Accounting Problems, Regulation In Tech & Cybersecurity Insurance
Small Cap Earnings Review 06/05/22
Stay tuned for a new trade idea: DiscoverIE PLC, and the small cap of the month of May: Alfen NV. Both will be published in the next two weeks.
Truecaller (mcap: 25614 SEK)
The anti-spam app's sales are up 116% in Q1. Truecaller continues to benefit from increasing smartphone penetration in emerging countries.
A highlight for the quarter is the growth of Truecaller for business, which provides a secure communication channel between customers and businesses. The segment was up over 10% quarter-on-quarter, with the company announcing lots of additions to the product.
Margins are down, but probably not as much as the market expected, as the company clearly guided for margin contraction due to investments in R&D and marketing.
Finally, in an environment where add business models are significantly under-performing expectations and guiding weak, Truecaller's overall cpm is up from 0.89 in Q1 2021 to 1.24 in Q1 2022. Guidance is unchanged at 45% revenue growth and 30% EBITDA. The fact that most of its sales come from India and other developing economies means that the cpm has a long way to go, unlike other add based revenue models that focus on developed markets.
Is this too good to be true ? Well, according to this article, it seems that Truecaller’s business model is rather dubious, at least ethically. Regulation could be a significant headwind in the future. Perhaps the Truecaller IPO was an opportunity for insiders to cash out before the business gets effectively should down by Indian regulators.
If not, its not hard to imagine how much bigger this business could be in a few years. Time will tell.
Beazley PLC (mcap £2598 )
Beazley's stock has been under quite some pressure lately.
This makes sense, as the business is exposed to tail risks that materialised (war, interest rates, cybercrime).
However, the Q1 trading update was less dramatic than expected. Beazley estimates that the war exposure is 50m of gross premiums written. The investment loss totaled 92m.

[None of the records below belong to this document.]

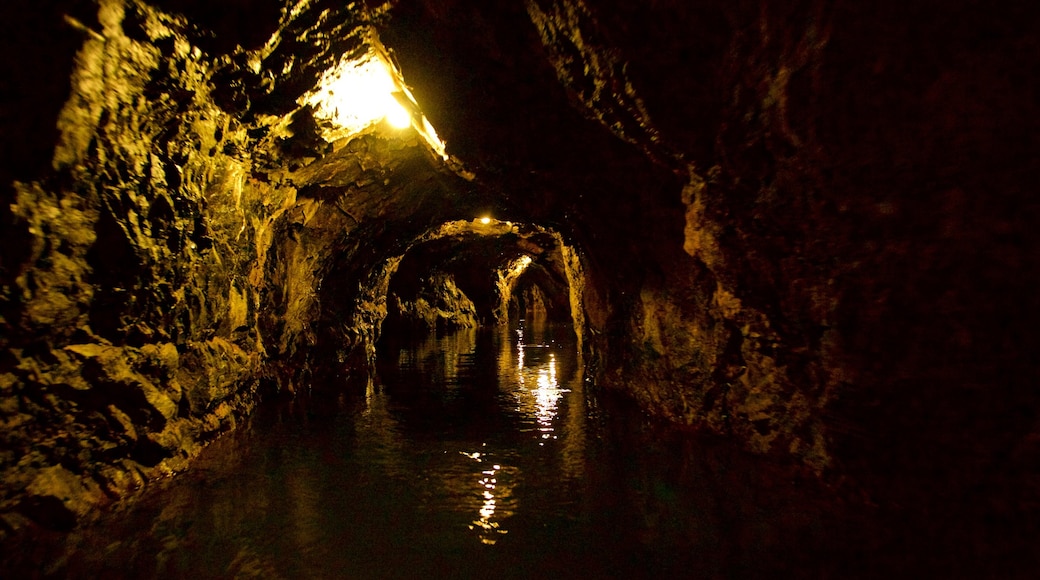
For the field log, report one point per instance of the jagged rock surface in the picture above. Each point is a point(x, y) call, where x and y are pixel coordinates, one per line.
point(806, 226)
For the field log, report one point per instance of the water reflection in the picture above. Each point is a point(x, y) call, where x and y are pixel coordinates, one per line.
point(515, 380)
point(470, 455)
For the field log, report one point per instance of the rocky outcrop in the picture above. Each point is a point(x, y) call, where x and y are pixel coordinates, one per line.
point(440, 306)
point(806, 226)
point(170, 262)
point(806, 223)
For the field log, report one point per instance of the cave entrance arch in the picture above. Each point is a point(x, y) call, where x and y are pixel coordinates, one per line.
point(477, 272)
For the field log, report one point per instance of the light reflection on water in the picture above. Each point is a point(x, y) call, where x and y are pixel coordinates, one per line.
point(476, 454)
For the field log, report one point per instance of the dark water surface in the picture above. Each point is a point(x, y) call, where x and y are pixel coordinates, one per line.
point(478, 454)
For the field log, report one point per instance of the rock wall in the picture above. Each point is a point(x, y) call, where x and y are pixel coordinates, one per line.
point(807, 225)
point(165, 269)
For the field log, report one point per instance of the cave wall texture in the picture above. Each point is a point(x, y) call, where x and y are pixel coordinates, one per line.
point(807, 226)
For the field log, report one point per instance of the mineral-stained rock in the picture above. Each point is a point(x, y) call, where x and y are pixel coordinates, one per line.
point(807, 226)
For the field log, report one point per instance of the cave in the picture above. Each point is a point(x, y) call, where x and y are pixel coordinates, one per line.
point(802, 231)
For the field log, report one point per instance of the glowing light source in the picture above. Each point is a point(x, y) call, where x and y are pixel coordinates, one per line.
point(397, 116)
point(360, 93)
point(357, 95)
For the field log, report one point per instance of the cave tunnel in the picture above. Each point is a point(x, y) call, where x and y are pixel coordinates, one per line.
point(702, 288)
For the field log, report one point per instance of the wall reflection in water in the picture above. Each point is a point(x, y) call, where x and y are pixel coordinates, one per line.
point(494, 395)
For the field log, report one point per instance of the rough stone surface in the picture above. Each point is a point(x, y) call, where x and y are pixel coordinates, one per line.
point(806, 226)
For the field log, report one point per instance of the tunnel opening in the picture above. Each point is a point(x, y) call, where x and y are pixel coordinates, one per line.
point(483, 272)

On the other hand, the business can start to take advantage of improved rates for investments, and the cyber & executive risk practice continues to drive growth with 27% growth in gross premiums combined.
The company restated its guidance of 90% combined ratio, however, it admitted that the uncertainty is much higher.
If the business manages to weather the storm without to much damage, structurally higher rates and a leading position in cyber-risk, with a favourable pricing environment, could drive high returns on equity in the next few years.
S4 capital plc (mcap: £1935m)
After a worrying audit delay, S4 capital published its unaudited 2021 FY results.
The audit issue was due to revenue recognition, cost of sales recognition, and IFRS 15 at one of S4 capital's two original companies: Media.Monks.
The dramatic growth in the number of clients has increased the complexity in revenue recognition, and the finance team was not up to the task. This makes sense as each contract is client specific, making it hard to properly manage the different payment schedules & billing procedures.
Nonetheless, this highlights the scrappy nature of the business underlying the neatly consolidated revenues, and casts doubts on the ability of senior management to hold everything together.
The stock is now trading at 2.2x Forward EV/Revenues, and operating margins should be around 10% at maturity. On the other hand, S4 guides for 25% organic growth over a market growth of 17% CAGR in the next few years.